Der Arzt neben dem Bett fasste an die Halsschlagader des Königs und wie aus Reflex zuckte dieser zusammen und ich zog schlagartig die Luft in meine Lungen ein. Er öffnete wieder die Augen. Mein Kronprinz sah kurz zu mir herüber. Auch er ahnte was bald geschah. Und er wusste auch, wie es mir gerade ging. Friedrich konnte sehen, wie sehr ich litt.
 

„Bis hierher bin ich schon eine Leiche.“ Er tastete etwas unterhalb seines Bauches seine Beine ab. Seine Atmung war schon sehr flach, unregelmäßig und seine Haut wirkte bläulich. Dann sah er zu seinem ältesten Sohn.
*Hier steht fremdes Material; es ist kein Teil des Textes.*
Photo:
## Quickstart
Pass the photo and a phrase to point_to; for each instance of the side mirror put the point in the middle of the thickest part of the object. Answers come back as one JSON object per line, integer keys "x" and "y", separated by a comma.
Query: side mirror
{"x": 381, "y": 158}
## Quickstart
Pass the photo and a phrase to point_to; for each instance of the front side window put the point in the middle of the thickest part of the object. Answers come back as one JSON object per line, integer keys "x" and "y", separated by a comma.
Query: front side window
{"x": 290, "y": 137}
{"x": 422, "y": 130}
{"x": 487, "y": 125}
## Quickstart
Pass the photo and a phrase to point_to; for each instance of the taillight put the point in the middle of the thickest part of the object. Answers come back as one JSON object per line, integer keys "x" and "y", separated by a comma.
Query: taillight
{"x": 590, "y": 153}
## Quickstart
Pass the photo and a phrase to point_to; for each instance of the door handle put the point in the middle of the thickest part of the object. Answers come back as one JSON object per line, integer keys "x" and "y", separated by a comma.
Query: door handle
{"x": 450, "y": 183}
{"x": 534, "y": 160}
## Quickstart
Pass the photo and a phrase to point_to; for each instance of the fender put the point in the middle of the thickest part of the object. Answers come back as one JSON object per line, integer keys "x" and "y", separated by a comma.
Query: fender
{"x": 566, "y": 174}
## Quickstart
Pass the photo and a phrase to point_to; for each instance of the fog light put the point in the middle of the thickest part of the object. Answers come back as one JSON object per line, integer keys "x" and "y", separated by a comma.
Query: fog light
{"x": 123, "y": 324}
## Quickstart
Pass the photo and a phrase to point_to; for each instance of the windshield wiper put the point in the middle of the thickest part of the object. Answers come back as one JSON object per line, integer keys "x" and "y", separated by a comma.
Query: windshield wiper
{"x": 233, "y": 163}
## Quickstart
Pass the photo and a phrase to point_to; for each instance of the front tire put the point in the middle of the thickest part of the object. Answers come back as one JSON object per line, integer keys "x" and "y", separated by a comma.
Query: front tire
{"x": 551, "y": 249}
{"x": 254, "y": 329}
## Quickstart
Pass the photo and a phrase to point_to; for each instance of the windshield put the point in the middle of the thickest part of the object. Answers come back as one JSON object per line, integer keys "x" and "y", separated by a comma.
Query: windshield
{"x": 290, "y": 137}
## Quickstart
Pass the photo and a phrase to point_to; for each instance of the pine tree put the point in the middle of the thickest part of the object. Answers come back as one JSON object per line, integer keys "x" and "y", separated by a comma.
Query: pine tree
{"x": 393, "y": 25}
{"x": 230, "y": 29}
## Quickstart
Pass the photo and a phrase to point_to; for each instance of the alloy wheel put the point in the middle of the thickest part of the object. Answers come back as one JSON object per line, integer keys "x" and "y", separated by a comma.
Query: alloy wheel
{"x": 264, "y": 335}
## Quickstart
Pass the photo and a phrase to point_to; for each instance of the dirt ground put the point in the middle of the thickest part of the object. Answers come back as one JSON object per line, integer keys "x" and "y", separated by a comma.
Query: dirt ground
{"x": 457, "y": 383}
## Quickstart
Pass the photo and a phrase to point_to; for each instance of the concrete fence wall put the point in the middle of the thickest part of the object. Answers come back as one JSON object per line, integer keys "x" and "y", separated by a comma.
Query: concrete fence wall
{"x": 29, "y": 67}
„Fritz…“. So hatte er ihn nicht mehr genannt seit er ein Knabe gewesen war. Friedrich näherte sich seinem Vater. Stolz, aber auch Trauer lag in diesen jungen Augen. Nun war er der gehorsame Junge, den sich der König immer gewünscht hatte.
 

„Ich verspreche euch der erste Diener meines Volkes zu sein.“ Er nannte es schon sein Land, sein Volk. Friedrich wusste, welch große Verantwortung nun auf ihm lastete. Ich schlug die Augen nieder. Jetzt, am Totenbette, hatten sich Vater und Sohn endlich ausgesöhnt. Und doch lächelte der König. „Warum hat er nicht so mit mir geredet als noch Leben in mir war?“ Friedrichs Miene war versteinert. War es die Trauer die ihn nun doch übermannt hatte oder war es der Umstand allein, dass er nun die Bürde hatte ein ganzes Land zu regieren?
 

Wieder herrschte langes Schweigen. Dass der König immer wieder wegnickte und wieder aufschreckte, wiederholte sich noch ein- zwei Mal. Friedrich Wilhelm sah zu einem Fenster hinaus. Einige Sonnenstrahlen drangen durch einen Spalt zwischen den verhangenen Fenstern.

Es war, als spräche er nicht mehr zu uns, nein, sondern so, als spräche er zum Sesenmann selbst. Er stemmte sich leicht nach vorn, wie ein letztes Aufbäumen bevor der letzte Atem diesen Körper verließ.

„Tod... ich fürchte mich nicht vor dir.“, murmelte er. Dann sank er zurück in die Kissen, der Kopf knickte leicht zur Seite und es wurde still. Mir blieb genug Kraft auf eigenen Beinen stehen zu bleiben und nicht weg zu sacken. Der König war Tot. Auch wenn ich ihn nie gemocht hatte, so hatte er ein reiches Land hinterlassen. Sein Sohn und alle, die im Raum waren, neigten vor Ehrfurcht den Kopf.
 

Noch am selben Tag wurde der neue König ausgerufen. Friedrich wurde feierlich als neuer König in Preußen gekrönt. Ich selbst, nach einiger Zeit der Abwesenheit wieder gestärkt an Lebenskraft nahm an dieser Feier selbstverständlich auch Teil. In alle Himmelsrichtungen des Landes waren Boten ausgesandt worden mit der Nachricht, dass er König tot und sein Sohn die Krone und die Regierung übernommen hatte.

Im königlichen Blau der Preußen, im königlichem Gewand und der weißen Perücke setzte ich persönlich meinem neuen König die Krone auf das Haupt und alle Versammelten knieten vor dem neuen König Friedrich II in Preußen nieder. Dies war das erste Mal seit langem, dass er wieder ohne sich zu verstellen lächelte.
 

Von den Zwängen seines Vaters befreit und nun sein eigener Herr zu sein war wie der letzte Schritt seiner Befreiung gewesen zu sein. Binnen kurzer Zeit verlegte er seinen Wohnsitz von Reinsberg nach Berlin um. Wie beseelt machte er sich daran, gutes für sein Volk zu tun, wie er es seinem Vater versprochen hatte.
 

Aber auch sein Volk hatte sehr große Erwartungen, Hoffnungen und Zuversicht. Doch nicht nur sein Volk, auch Europa versprach sich viel von diesem König der, noch bevor er gekrönt worden war, schon berühmt war. Gerade durch den Fluchtversuch war er in aller Munde gewesen.